A incapacidade de enfrentar uma crise de valores

"Tem sido dito que o discurso sobre a crise dos valores se repete ciclicamente e que todas as gerações tendem a ver nas gerações seguintes um abaixamento dos padrões. Tem sido dito que o discurso sobre a insegurança e a criminalidade é um recurso fácil de políticos para angariar votos através da exploração dos sentimentos de insegurança. Tem sido dito que a sensação de deriva é apenas produto das profundas transformações económicas produzidas pela globalização da economia, e que a verdadeira fonte de insegurança é económica e social, não intelectual e moral.

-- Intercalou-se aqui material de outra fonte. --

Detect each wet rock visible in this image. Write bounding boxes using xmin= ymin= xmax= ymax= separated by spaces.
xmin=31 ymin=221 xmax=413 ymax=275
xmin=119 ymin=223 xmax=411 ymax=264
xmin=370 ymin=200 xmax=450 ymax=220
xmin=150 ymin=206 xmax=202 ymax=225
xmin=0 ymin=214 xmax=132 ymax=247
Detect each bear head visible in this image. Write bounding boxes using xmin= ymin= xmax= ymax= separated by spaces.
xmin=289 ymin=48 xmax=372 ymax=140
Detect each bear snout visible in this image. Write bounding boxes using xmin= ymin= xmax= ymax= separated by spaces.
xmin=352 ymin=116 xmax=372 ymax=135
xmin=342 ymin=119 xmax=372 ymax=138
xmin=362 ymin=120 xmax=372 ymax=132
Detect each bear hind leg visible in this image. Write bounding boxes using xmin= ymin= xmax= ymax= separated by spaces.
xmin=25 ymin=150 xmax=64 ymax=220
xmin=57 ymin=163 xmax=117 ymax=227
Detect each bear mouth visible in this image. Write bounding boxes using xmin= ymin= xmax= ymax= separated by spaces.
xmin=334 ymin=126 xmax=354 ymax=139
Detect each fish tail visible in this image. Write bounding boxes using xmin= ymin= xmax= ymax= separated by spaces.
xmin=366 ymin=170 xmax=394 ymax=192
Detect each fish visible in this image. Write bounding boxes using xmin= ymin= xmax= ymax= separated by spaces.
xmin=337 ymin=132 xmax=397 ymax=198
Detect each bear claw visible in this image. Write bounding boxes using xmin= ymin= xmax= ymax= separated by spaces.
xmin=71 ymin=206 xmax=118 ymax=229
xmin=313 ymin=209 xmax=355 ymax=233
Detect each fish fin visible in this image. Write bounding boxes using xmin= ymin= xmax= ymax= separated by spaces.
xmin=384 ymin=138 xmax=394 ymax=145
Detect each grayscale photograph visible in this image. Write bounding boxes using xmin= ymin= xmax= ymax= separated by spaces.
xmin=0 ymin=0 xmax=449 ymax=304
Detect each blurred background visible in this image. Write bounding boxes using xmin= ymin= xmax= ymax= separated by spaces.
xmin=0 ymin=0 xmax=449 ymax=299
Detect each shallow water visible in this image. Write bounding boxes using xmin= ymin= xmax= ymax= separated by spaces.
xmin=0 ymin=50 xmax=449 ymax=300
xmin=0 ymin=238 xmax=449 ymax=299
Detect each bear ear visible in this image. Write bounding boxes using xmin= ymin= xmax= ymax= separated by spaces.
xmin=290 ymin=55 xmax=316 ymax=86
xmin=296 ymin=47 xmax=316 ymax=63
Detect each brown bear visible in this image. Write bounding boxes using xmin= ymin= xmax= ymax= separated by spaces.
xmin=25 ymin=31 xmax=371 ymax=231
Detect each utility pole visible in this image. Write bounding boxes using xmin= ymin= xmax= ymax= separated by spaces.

Não posso entrar aqui numa discussão detalhada destes argumentos. Não concordo com eles, mas penso que devem ser tomados em conta, especialmente como freios e contrapesos contra o argumento que eu próprio vou aqui defender: o de que há uma crise de valores. Todos os argumentos, incluindo obviamente os meus, podem tornar-se enganadores, e as suas consequências práticas podem tornar-se indesejáveis, se forem exagerados. É bom, por isso, que todos os argumentos possam conviver com contra-argumentos, moderando-se e aperfeiçoando-se mutuamente.
O meu argumento, porém, é que existe uma crise de valores e de referências estáveis. Há uma percepção comum desta crise que se exprime na percepção do aumento do consumo de drogas, no aumento da criminalidade, sobretudo no aumento da delinquência juvenil, e também na percepção de que as famílias – quando elas existem – têm crescente dificuldade em enfrentar essas situações. Há também a percepção de que os órgãos de comunicação social, sobretudo a televisão, não ajudam a contrariar estes fenómenos, podendo inclusivamente estar a contribuir para o seu agravamento, designadamente através do abuso de cenas de violência, sobretudo violência cada vez mais cruel e gratuita, e através da atribuição ao impulso sexual de um papel obviamente exagerado na vida dos indivíduos e das sociedades. (...)
Mas eu gostaria de ir um pouco mais longe: a faceta mais preocupante desta crise de valores reside no facto de nós sermos cada vez mais incapazes de enfrentar o problema da crise de valores. Temos uma grande dificuldade em falar dos valores porque se instalou entre nós a ideia de que, numa democracia, não há valores impessoais ou suprapessoais: cada um escolhe os seus valores, um pouco como os seus gostos, e, obviamente, todos aprendemos que os gostos não se discutem. Viver numa democracia, dizem-nos, é aceitar todos os valores, reconhecer igual direito à expressão de todos os valores e, mais do que isso, reconhecer a todos eles igual consideração e respeito. Proferir juízos sobre os valores dos outros é já uma manifestação de autoritarismo que tem de ser condenada."